Visibility does not mean business impact
Mention rate, citation rate and recommendation rate are intermediate outcomes. Traffic, conversion and business value require separate measurement.
The C–I–O–X framework
Before selecting a GEO tactic, work through five steps.
1. Identify the object
Do not say “improve AI visibility”. Specify the intervention or measurement:
allow OAI-SearchBot;
update a claim;
publish a methodology;
measure citation rate;
classify framing.
2. Assign a class
C – Control: the brand can implement the change;
I – Influence: the brand can improve the conditions;
O – Observation: the element is an outcome;
X – Exogenous condition: the variable originates in the surrounding system.
3. State the mechanism
Not:
Adding a table will increase citations.
Instead:
A table may make data easier to interpret and comparisons easier to extract, which justifies testing its effect on selection, citation or absorption.
4. Define the evidence level
Does the recommendation come from:
provider documentation;
research;
correlation;
interpretation;
hypothesis?
5. Match the metric and report the limitations
The intervention should be evaluated against an outcome that corresponds to its proposed mechanism, while accounting for variability and alternative explanations.
The most practical principle of GEO is therefore:
Optimise the assets and conditions you control. Influence the source environment where possible. Measure the representation you do not control.
If a team cannot distinguish between these three layers, its next step should not be another GEO tactic. It should be a diagnosis of its GEO control surface.
Brand Semantics applies this distinction through AI Strategic Consulting – identifying which problems require technical or content intervention, which require work on the source environment and which require reliable monitoring. To discuss a specific case, contact Brand Semantics.

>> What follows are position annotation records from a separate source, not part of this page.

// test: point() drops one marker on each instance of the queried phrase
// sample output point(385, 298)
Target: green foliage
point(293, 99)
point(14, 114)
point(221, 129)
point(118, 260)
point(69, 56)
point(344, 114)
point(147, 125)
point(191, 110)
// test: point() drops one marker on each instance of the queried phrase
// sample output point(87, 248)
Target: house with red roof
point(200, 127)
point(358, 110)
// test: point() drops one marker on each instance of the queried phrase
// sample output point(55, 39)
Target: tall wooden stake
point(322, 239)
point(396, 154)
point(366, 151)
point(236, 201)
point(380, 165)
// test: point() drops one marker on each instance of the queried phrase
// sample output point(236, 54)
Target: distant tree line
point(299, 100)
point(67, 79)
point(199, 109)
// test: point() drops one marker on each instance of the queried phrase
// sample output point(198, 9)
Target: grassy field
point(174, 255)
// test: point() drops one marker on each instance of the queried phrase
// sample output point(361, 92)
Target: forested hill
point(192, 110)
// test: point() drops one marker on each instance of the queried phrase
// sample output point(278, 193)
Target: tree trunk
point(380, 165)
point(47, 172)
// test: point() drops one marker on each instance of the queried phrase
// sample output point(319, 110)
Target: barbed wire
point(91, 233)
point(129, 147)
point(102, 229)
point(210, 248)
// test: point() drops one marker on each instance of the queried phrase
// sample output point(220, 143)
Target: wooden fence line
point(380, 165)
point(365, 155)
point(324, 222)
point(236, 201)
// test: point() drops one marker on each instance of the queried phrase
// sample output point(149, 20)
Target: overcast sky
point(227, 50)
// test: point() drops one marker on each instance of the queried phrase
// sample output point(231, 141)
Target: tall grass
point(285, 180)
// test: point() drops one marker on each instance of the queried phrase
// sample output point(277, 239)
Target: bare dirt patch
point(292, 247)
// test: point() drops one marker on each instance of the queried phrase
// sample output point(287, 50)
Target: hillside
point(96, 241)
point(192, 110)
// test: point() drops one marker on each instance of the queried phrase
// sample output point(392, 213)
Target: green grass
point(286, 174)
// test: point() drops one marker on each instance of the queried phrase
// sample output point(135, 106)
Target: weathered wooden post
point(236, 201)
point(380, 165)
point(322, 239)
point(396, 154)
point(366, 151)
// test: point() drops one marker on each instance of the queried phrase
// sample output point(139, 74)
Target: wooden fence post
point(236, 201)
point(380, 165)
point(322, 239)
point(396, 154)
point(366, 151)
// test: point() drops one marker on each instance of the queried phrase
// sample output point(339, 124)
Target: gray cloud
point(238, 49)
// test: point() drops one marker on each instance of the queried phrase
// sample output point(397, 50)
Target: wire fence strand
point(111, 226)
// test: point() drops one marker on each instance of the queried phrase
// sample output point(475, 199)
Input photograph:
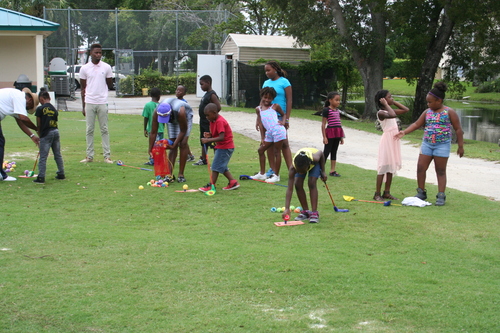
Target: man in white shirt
point(96, 77)
point(15, 103)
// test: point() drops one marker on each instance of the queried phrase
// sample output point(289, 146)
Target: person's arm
point(25, 124)
point(83, 87)
point(416, 125)
point(146, 126)
point(319, 157)
point(154, 131)
point(323, 130)
point(109, 83)
point(210, 139)
point(289, 191)
point(277, 108)
point(455, 121)
point(214, 99)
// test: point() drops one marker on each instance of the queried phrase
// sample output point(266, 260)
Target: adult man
point(179, 127)
point(15, 103)
point(95, 80)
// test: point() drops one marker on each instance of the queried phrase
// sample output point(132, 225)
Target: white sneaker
point(273, 179)
point(259, 176)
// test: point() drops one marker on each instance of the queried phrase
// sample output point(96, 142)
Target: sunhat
point(35, 100)
point(164, 110)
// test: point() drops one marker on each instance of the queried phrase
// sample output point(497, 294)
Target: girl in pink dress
point(389, 151)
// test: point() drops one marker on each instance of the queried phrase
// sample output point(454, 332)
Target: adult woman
point(283, 88)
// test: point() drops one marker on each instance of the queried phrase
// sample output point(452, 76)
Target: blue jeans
point(51, 140)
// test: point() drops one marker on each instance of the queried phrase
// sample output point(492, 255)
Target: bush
point(149, 78)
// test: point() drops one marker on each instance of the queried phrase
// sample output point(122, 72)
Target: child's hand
point(399, 135)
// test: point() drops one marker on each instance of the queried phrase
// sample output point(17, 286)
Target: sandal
point(387, 195)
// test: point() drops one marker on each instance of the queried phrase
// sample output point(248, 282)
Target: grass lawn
point(400, 87)
point(93, 253)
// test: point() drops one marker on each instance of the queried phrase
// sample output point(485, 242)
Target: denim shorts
point(441, 149)
point(221, 160)
point(314, 172)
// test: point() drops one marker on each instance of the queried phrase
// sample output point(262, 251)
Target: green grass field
point(93, 253)
point(400, 87)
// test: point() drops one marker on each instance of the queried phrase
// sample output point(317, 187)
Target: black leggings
point(331, 148)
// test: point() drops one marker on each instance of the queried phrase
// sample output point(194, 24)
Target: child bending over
point(309, 161)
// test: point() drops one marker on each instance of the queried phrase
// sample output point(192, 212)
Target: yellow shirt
point(309, 153)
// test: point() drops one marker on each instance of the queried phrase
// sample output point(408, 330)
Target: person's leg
point(422, 165)
point(378, 196)
point(45, 144)
point(301, 193)
point(277, 163)
point(440, 164)
point(172, 156)
point(262, 156)
point(2, 152)
point(56, 150)
point(90, 115)
point(103, 124)
point(287, 154)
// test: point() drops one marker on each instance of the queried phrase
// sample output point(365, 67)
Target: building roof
point(265, 41)
point(15, 21)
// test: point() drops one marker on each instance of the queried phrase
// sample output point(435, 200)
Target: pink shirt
point(96, 91)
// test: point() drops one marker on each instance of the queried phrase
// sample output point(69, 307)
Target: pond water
point(480, 121)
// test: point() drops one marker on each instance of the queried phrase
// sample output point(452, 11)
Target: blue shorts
point(314, 172)
point(221, 160)
point(275, 134)
point(175, 129)
point(441, 149)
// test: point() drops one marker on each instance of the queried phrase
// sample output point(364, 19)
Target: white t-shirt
point(12, 103)
point(96, 91)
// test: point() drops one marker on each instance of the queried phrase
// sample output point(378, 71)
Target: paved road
point(360, 148)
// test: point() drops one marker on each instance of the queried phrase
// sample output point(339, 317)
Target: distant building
point(247, 48)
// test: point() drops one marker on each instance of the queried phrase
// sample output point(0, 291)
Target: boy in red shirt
point(222, 135)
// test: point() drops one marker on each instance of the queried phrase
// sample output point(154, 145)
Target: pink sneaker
point(233, 185)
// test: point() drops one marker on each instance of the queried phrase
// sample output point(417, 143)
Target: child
point(305, 160)
point(333, 134)
point(436, 143)
point(209, 97)
point(272, 131)
point(389, 151)
point(222, 135)
point(46, 119)
point(147, 113)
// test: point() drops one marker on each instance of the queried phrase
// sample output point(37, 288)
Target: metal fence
point(163, 40)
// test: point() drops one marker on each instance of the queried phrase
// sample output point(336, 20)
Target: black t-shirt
point(48, 121)
point(205, 100)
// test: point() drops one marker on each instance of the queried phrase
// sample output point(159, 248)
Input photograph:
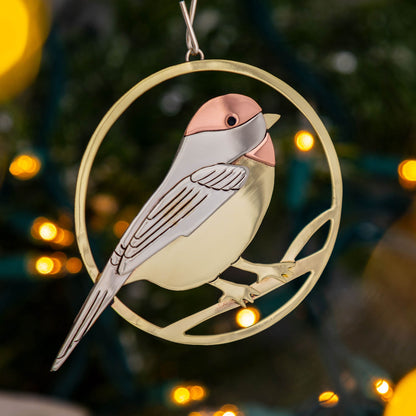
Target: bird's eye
point(231, 120)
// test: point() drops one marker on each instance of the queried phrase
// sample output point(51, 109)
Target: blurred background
point(350, 348)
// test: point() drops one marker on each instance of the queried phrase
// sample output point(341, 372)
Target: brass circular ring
point(118, 109)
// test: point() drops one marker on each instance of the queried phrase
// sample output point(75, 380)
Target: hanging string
point(191, 40)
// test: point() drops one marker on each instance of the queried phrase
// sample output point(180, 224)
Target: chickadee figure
point(202, 216)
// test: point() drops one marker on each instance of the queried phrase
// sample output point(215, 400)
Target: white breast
point(191, 261)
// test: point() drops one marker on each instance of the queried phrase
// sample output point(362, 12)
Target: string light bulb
point(407, 173)
point(304, 140)
point(197, 392)
point(48, 231)
point(247, 317)
point(180, 395)
point(383, 388)
point(403, 401)
point(25, 166)
point(328, 399)
point(44, 265)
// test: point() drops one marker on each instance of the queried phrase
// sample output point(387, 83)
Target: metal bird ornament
point(202, 216)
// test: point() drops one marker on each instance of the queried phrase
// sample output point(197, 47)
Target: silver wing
point(179, 212)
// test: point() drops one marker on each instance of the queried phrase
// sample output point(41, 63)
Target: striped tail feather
point(101, 295)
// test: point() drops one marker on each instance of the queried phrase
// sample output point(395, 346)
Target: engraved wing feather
point(178, 213)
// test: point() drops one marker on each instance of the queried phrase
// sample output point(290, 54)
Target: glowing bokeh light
point(119, 228)
point(48, 231)
point(197, 392)
point(247, 317)
point(407, 170)
point(403, 402)
point(381, 386)
point(25, 167)
point(304, 140)
point(44, 265)
point(24, 26)
point(328, 399)
point(64, 238)
point(73, 265)
point(180, 395)
point(14, 30)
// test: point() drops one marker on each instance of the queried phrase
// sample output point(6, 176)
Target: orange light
point(44, 265)
point(304, 140)
point(48, 231)
point(180, 395)
point(24, 25)
point(247, 317)
point(403, 401)
point(383, 388)
point(14, 30)
point(229, 410)
point(407, 170)
point(119, 228)
point(197, 392)
point(328, 399)
point(25, 166)
point(73, 265)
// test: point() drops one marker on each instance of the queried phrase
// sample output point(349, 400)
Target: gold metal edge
point(118, 109)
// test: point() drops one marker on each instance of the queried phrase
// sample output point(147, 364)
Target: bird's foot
point(237, 292)
point(280, 271)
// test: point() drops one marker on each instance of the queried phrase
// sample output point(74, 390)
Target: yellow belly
point(191, 261)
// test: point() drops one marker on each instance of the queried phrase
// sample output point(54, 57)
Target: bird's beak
point(270, 119)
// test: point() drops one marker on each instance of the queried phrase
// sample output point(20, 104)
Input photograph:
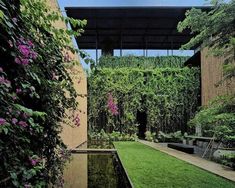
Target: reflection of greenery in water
point(100, 144)
point(103, 172)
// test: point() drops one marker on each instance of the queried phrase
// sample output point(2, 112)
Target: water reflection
point(94, 171)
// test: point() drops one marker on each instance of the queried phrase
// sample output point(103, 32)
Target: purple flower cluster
point(2, 121)
point(22, 124)
point(112, 106)
point(67, 57)
point(4, 81)
point(77, 120)
point(26, 48)
point(34, 161)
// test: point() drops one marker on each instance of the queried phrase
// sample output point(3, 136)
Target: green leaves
point(1, 16)
point(169, 96)
point(214, 29)
point(218, 118)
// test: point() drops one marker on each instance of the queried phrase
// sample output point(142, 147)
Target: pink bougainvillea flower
point(33, 161)
point(14, 121)
point(27, 185)
point(24, 50)
point(76, 120)
point(18, 91)
point(17, 60)
point(34, 55)
point(79, 81)
point(10, 43)
point(21, 61)
point(4, 81)
point(10, 110)
point(15, 20)
point(54, 76)
point(25, 116)
point(30, 43)
point(112, 105)
point(22, 124)
point(2, 121)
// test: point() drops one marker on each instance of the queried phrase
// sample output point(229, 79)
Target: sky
point(107, 3)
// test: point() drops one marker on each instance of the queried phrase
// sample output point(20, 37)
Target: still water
point(94, 171)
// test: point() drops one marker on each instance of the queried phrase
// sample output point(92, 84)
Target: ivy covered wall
point(168, 94)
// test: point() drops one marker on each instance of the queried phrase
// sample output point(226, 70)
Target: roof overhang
point(131, 27)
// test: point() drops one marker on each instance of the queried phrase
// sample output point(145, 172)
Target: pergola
point(121, 28)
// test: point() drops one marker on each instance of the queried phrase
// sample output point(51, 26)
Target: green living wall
point(168, 94)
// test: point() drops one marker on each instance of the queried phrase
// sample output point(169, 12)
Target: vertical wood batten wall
point(74, 136)
point(211, 74)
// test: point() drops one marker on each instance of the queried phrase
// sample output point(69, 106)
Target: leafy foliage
point(169, 96)
point(171, 137)
point(35, 91)
point(214, 29)
point(142, 62)
point(114, 136)
point(218, 119)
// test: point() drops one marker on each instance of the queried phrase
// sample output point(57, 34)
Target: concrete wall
point(211, 74)
point(74, 136)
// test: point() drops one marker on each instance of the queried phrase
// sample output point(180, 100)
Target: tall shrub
point(169, 96)
point(35, 90)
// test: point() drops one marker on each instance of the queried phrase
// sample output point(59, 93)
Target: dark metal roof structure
point(131, 27)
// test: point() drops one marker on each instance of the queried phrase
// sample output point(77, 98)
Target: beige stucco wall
point(211, 75)
point(72, 135)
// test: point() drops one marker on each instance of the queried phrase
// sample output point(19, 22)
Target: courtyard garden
point(133, 102)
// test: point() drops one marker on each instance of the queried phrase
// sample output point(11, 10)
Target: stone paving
point(210, 166)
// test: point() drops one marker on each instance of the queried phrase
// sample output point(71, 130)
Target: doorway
point(142, 121)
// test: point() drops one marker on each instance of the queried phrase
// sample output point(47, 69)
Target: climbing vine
point(35, 91)
point(169, 96)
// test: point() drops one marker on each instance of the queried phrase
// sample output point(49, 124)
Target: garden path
point(194, 160)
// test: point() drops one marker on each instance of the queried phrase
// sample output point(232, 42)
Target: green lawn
point(149, 168)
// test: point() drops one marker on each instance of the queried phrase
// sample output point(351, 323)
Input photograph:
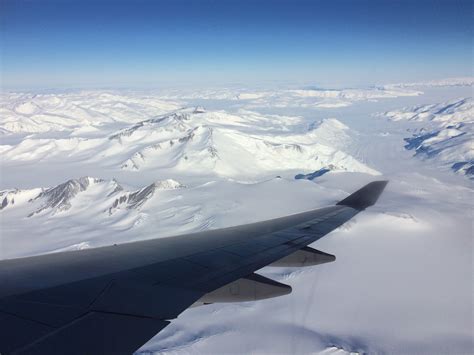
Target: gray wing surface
point(111, 300)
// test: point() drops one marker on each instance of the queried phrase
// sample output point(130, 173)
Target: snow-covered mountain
point(81, 111)
point(193, 140)
point(98, 168)
point(445, 133)
point(298, 97)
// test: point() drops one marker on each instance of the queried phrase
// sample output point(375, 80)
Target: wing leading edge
point(111, 300)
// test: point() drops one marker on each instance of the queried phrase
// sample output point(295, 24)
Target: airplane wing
point(111, 300)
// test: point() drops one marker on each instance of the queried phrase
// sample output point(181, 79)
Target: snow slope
point(445, 133)
point(142, 166)
point(242, 145)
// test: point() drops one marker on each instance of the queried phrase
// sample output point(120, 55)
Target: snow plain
point(83, 169)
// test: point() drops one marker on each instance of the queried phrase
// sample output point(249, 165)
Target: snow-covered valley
point(85, 169)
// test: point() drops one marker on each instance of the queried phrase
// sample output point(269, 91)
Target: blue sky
point(177, 42)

Sources and methodological notes
Official provider documentation
Google Search Central, “Optimizing your website for generative AI features on Google Search”, updated 10 July 2026. https://developers.google.com/search/docs/fundamentals/ai-optimization-guide
Google Search Central, “AI Features and Your Website”. https://developers.google.com/search/docs/appearance/ai-features
Google Search Central, “General structured data guidelines”, updated 10 July 2026. https://developers.google.com/search/docs/appearance/structured-data/sd-policies
OpenAI, “Overview of OpenAI Crawlers”. https://platform.openai.com/docs/bots
Anthropic Privacy Center, documentation covering ClaudeBot, Claude-SearchBot and Claude-User. https://privacy.claude.com/en/articles/8896518-does-anthropic-crawl-data-from-the-web-and-how-can-site-owners-block-the-crawler
Perplexity, “Perplexity Crawlers”. https://docs.perplexity.ai/docs/resources/perplexity-crawlers
Research
Aggarwal, P. et al., “GEO: Generative Engine Optimization”. https://arxiv.org/abs/2311.09735
Kai, Z., He, X. and Yao, J., “From Citation Selection to Citation Absorption”, arXiv:2604.25707, version 2, 29 April 2026. https://arxiv.org/abs/2604.25707
Schulte, J., Bleeker, M. and Kaufmann, P., “Don’t Measure Once: Measuring Visibility in AI Search (GEO)”, arXiv:2604.07585. https://arxiv.org/abs/2604.07585
Sielinski, R., “Quantifying Uncertainty in AI Visibility”, arXiv:2603.08924, version 2, 9 June 2026. https://arxiv.org/abs/2603.08924
Brand Semantics contributions
The operational definition of GEO, The GEO control surface and the C–I–O–X classification are methodological proposals developed by Brand Semantics. They are not official provider terminology or a generally accepted academic standard.